The Ariel Awards elevated the film by Fire night in its 64th edition. The Oscars of Mexican cinema awarded this Tuesday night seven awards to the film directed and written by Tatiana Huezo. The film production tells the story of three friends who seek to survive in territory controlled by organized crime. The gala, held at the Antiguo Colegio de San Ildefonso in Mexico City, was also a plea to raise the voice against militarization in the streets and more budgets for the Mexican Academy of Cinematographic Arts and Sciences (AMACC).

Huezo’s film, based on the novel Ladydi by Jennifer Clement, conquered the Mexican Academy for its fierce portrayal of violence in which Ana and her friends grow up, a childhood entrenched between the threats of the narco who controls the poppy fields and the siege of the military. The female gaze of the protagonist is intertwined with the laughter of her friends, the scolding of her mother and the silence of all those women who, alone in those towns where men have emigrated, try to earn a living.

a police movie He won the awards for best director, best actor and best actress. The Academy surrendered to the police couple played by Raul Briones and Monica del Carmen in a documentary that combined fiction with documentary narrative. The director of this film, Alonso Ruizpalacios, also receiving the award for best documentary feature film, called for the non-militarization of Mexico.

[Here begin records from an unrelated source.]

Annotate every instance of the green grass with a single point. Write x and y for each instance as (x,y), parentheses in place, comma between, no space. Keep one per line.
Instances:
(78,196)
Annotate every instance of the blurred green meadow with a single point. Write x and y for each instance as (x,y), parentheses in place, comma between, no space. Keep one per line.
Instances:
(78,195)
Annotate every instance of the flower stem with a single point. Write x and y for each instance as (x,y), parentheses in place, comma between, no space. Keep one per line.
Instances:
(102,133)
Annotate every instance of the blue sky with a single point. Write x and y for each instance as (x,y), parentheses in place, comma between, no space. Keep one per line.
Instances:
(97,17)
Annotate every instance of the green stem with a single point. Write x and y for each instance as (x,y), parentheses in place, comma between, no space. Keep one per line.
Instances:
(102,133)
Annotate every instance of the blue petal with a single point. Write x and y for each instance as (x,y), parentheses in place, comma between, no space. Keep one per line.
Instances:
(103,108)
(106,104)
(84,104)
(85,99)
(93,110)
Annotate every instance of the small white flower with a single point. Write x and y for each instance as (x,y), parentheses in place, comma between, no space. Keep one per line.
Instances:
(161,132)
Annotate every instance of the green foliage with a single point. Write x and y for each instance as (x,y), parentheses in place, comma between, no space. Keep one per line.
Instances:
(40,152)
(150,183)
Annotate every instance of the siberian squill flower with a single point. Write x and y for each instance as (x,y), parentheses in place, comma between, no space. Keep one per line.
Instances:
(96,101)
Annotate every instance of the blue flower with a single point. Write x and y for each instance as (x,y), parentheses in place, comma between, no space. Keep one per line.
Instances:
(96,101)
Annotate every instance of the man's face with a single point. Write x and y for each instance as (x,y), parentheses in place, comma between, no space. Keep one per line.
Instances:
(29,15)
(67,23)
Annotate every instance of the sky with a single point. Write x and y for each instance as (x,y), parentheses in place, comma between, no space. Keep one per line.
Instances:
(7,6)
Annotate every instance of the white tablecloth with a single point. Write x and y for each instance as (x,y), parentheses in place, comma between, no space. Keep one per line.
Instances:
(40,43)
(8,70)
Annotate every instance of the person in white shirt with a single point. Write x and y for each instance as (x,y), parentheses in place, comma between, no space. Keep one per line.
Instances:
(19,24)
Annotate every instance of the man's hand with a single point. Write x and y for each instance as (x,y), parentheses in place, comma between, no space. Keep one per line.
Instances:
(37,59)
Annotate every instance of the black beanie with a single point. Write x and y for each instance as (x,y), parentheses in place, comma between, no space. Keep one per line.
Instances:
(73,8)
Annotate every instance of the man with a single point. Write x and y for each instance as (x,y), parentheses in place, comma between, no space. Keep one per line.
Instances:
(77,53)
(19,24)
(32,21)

In total, this film won six statuettes.

The Black Minutes It won the main technical categories such as best costume or art design and the surprise was the best makeup category with a tie and two winners: Fire night Y The exorcism of Carmen Farias. In the category of best Ibero-American film, the winner was the Spanish The Good Pattern’ by Fernando Leon.

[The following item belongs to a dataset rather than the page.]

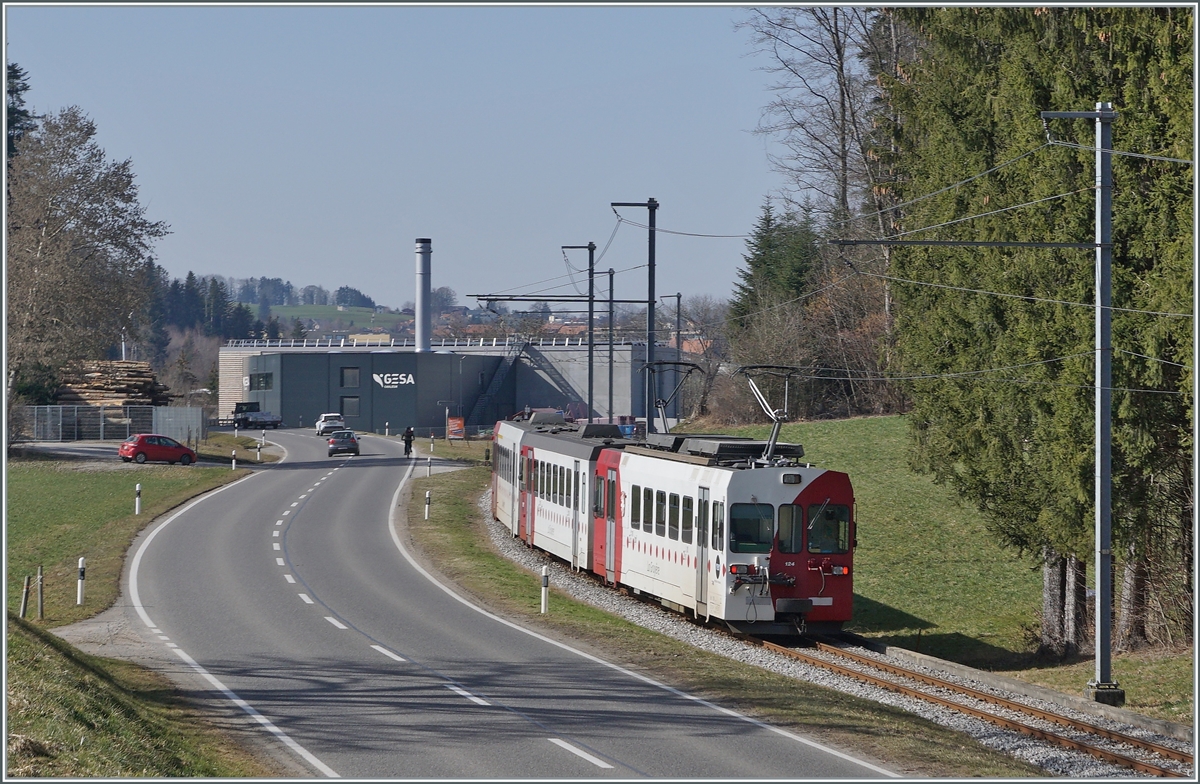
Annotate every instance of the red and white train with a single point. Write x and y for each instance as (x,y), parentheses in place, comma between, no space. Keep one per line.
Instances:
(718,527)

The award for best debut film went to mixtec knot by Angeles Cruz. The film’s director and screenwriter dedicated the award to her community. “We hope to have real screen time, that they do not always send us to the queue, I think there are great films that are always emerging, from community filmmakers and it seems that there is no space, that there is not enough billboard and also in the Academy that turns to see those filmmakers who are often not taken into account. So we hope that mixtec knot serve a little to open that path, ”he mentioned during his time on the Red Carpet.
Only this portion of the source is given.